Let’s examine a quick history of dedupe retrofitting in the storage industry to see how all are faring…
- NetApp: NetApp was the first vendor to introduce primary storage deduplication in their FAS systems in 2007, and this somewhat “started the clock” for the rest of the industry to catch them. NetApp had a big advantage in WAFL: it was a highly-virtualized storage operating system, that already had many of the primitives around pointers and indirection required for adding dedupe. (Note that despite this early lead, NetApp’s dedupe remains post-process, relatively low performance, and at the 4K block size, but that’s another post for another day.)
- EMC: Despite EMC acquiring Data Domain in 2009 (and let’s not forget Avamar in 2006) giving it the leading backup deduplication technology in the market, now three years later and many failed internal projects we have still yet to see deduplication integrated into either of the flagship Symetrix/VMAX or VNX/CLARiiON product lines (to be fair Celerra/VNX does have file-level dedupe, but that’s a different ball of wax). One only has to look at the large chunk size (multi-MB for Symmetrix and GB for VNX) that EMC’s FAST tiering technology uses to move data between flash and disk to see the limitations of their metadata management.

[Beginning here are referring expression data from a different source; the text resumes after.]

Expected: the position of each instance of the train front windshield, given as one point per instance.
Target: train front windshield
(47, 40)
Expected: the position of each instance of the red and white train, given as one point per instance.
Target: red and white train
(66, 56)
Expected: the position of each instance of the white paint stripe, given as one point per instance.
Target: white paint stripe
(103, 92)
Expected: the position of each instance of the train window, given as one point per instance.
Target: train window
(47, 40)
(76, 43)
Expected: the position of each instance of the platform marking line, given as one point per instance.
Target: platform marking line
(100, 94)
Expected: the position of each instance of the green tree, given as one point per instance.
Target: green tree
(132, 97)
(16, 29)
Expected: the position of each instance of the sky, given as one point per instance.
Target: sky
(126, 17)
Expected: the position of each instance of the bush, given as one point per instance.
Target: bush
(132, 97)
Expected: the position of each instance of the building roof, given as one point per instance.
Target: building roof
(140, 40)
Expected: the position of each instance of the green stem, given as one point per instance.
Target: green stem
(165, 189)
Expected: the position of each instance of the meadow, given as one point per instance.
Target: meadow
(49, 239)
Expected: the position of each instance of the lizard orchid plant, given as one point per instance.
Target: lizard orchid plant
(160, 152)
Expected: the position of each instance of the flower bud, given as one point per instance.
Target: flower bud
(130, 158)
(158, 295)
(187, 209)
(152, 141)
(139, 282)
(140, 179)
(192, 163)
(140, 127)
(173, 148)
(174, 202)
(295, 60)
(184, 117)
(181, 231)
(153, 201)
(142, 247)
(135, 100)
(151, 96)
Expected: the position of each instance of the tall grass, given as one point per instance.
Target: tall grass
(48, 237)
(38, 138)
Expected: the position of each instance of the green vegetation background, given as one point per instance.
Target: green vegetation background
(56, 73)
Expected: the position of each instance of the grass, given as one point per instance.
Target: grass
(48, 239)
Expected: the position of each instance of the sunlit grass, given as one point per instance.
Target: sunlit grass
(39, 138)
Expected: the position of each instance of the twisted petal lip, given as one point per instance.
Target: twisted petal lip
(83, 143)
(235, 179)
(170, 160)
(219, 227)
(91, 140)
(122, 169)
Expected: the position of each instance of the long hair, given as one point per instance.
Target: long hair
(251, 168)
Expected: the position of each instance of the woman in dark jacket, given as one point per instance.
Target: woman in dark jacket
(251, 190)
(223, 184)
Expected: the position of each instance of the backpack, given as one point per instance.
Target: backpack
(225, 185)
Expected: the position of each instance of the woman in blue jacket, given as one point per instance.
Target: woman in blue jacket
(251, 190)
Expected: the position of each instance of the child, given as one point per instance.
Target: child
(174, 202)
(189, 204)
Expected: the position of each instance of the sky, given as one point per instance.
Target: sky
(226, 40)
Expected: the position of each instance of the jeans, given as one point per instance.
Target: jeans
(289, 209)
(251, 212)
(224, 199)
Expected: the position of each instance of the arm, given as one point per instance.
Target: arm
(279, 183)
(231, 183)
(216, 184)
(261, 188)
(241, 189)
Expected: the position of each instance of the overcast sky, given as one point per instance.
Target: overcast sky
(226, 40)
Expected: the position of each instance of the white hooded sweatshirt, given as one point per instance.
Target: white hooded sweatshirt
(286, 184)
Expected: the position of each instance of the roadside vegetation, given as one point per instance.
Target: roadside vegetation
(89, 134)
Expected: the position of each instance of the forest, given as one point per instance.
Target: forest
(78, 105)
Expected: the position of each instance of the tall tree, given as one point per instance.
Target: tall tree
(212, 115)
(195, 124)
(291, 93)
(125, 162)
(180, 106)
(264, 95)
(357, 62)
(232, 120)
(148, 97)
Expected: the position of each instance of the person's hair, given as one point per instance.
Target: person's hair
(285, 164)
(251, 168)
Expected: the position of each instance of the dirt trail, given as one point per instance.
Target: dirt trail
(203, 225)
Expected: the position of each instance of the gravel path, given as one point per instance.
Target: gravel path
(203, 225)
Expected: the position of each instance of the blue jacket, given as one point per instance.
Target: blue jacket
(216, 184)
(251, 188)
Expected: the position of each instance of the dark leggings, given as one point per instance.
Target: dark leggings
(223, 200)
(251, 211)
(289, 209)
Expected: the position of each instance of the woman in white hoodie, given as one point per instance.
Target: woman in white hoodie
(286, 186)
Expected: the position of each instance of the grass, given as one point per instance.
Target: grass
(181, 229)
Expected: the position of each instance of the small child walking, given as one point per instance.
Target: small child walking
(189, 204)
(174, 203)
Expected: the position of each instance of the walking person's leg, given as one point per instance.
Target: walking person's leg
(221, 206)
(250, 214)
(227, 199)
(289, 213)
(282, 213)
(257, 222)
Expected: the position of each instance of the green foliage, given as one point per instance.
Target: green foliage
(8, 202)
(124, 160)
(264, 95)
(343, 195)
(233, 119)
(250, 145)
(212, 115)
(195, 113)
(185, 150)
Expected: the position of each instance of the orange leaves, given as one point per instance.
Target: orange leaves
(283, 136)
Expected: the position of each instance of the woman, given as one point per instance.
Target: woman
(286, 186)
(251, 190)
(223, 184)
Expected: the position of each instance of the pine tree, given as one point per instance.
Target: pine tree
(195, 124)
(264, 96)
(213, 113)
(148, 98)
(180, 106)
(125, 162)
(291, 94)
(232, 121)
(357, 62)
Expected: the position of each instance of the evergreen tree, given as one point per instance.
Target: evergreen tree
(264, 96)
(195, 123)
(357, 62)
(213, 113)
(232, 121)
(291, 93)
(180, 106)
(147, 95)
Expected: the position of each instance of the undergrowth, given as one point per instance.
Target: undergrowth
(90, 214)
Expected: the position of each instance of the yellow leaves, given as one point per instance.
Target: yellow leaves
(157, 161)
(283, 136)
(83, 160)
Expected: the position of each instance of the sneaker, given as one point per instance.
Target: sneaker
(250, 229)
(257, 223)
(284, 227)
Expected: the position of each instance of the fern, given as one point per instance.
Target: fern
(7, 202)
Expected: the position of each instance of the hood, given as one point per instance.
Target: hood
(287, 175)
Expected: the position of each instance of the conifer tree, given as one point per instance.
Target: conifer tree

- Dell: Acquired Ocarina in 2010 and announces an aggressive roadmap to get it integrated across the Dell portfolio on multiple occasions. As you can see above, 2012 is out and 2013 is the “plan,” requiring a complete back-end rearchitecture.
- IBM: Acquired Storwize in 2010 (compression not deduplication), and recently announced availability on the V7000 platform. Compared to their competitors this is pretty fast, but IBM had two advantages: the V7000 is based on SVC, which is a highly-virtualized architecture, and compression is much easier to retrofit than dedupe, as it requires much less metadata overhead.
- 3PAR/HP: One would imagine that given the highly-virtualized architecture of 3PAR with their thin provisioning, adding deduplication/compression would be relatively easy. There have been rumors over the years, but nothing shipping on either the compression or deduplication front, and no announced plans.
- Violin Memory: Not a traditional storage player, but a newer flash vendor who recently announced that they are also undergoing the dedupe retrofitting task to their flash arrays through an OEM arrangement. While flash has some inherent advantages around speed when it pertains to dedupe, the hard part is still layering-on the virtualization and metadata management, which is quite difficult if your flash array wasn’t designed for it. In particular this has lead Violin to adopt a post-process dedupe strategy where writes are committed to flash, re-read, deduped, and re-written…which misses one of the key advantages of dedupe in a flash array: write avoidance to extend the life of MLC (more on this in a coming blog post).